Les prix de l'alimentation ont encore augmenté de 3,1% sur un an en décembre, selon l'indice officiel CPI.
Donald Trump considère que l'inflation "n'est plus un problème". Il célèbre plutôt l'insolente croissance américaine (+4,4% en rythme annualisé au troisième trimestre 2025, selon les dernières données disponibles), les records à Wall Street et les crédits d'impôts qu'il a fait voter.
Mais nombre d'économistes mettent en garde sur le fait que la première économie mondiale évolue très différemment selon que les gens vivent en bas ou en haut de l'échelle sociale.
Cela peut trivialement se résumer comme une situation où les riches sont de plus en plus riches - grâce à l'envolée des revenus du patrimoine financier et immobilier -, et les pauvres de plus en plus pauvres - en raison de l'inflation qui grignote leur pouvoir d'achat. La classe moyenne est aussi touchée.
Dans et autour de la capitale américaine (zone incluant les Etats limitrophes de Washington que sont le Maryland et la Virginie), un peu plus d'un tiers des foyers souffraient de précarité alimentaire l'an dernier, selon la principale banque alimentaire du secteur (Capital Area Food Bank).
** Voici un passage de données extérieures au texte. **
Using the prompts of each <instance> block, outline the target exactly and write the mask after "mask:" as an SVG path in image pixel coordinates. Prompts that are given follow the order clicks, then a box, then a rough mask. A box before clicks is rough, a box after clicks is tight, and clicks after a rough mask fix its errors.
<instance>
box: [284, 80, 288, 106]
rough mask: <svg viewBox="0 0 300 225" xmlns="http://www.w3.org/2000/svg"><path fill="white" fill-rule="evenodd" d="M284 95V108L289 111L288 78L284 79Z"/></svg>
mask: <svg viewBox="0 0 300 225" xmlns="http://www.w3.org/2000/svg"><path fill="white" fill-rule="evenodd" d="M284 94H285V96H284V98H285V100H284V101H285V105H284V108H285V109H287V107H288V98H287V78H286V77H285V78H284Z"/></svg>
"Parmi les personnes qui viennent, de plus en plus ont des revenus que l'on considère d'ordinaire comme plutôt élevés", relève Radha Muthiah, qui dirige l'organisation.
Cela inclut des familles de quatre personnes gagnant entre 90.000 et 120.000 dollars par an (environ de 75.000 à 100.000 euros), explique-t-elle, y voyant le résultat d'une "inflation durablement élevée" depuis la pandémie de Covid-19.
- Se "serrer la ceinture" -
"Les gens galèrent", reprend Mme Desormeaux.
Salih Taylor, 49 ans, gagne environ 4.200 dollars (3.500 euros), en fonction des missions sous-traitées par l'Etat fédéral.
Père d'un enfant, il raconte que ses revenus fondent vite, une fois payé son crédit immobilier et les factures.
Il n'imaginait pas fréquenter un jour une banque alimentaire. Son pasteur l'a incité à sauter le pas, relate-t-il à l'AFP.
"Cela aide beaucoup", reconnaît M. Taylor, qui récupère aussi parfois de la nourriture pour sa mère.
Peu de sorties au restaurant, limitation des excursions en voiture... "Je me serre la ceinture", résume Salih Taylor dans un rire nerveux.
Selon le pasteur Oliver Carter, la distribution alimentaire qu'il chapeaute voit affluer de plus en plus de monde, notamment des demandeurs d'asile privés de chèques alimentaires.
Les subventions de l'Etat fédéral ont également diminué pour les organisations comme la sienne: "C'est difficile maintenant de continuer à fonctionner", observe-t-il.
A près de 200 km de là, dans le Delaware, cela fait plusieurs mois que Tricia Jones loge dans une chambre d'hôtel avec son mari et leur enfant de cinq ans.
En raison d'une opération du dos, Mme Jones, 46 ans, a dû arrêter un temps de travailler. Très vite, elle n'a plus été en mesure d'honorer son loyer.
Elle et son mari ont tous deux un emploi désormais mais "la paie ne suffit pas face au coût de la vie", dit-elle à l'AFP.
Pas d'allocation familiale ni d'aide au logement: "C'est impossible pour nous d'assumer un loyer en plus des factures et de la garde du petit."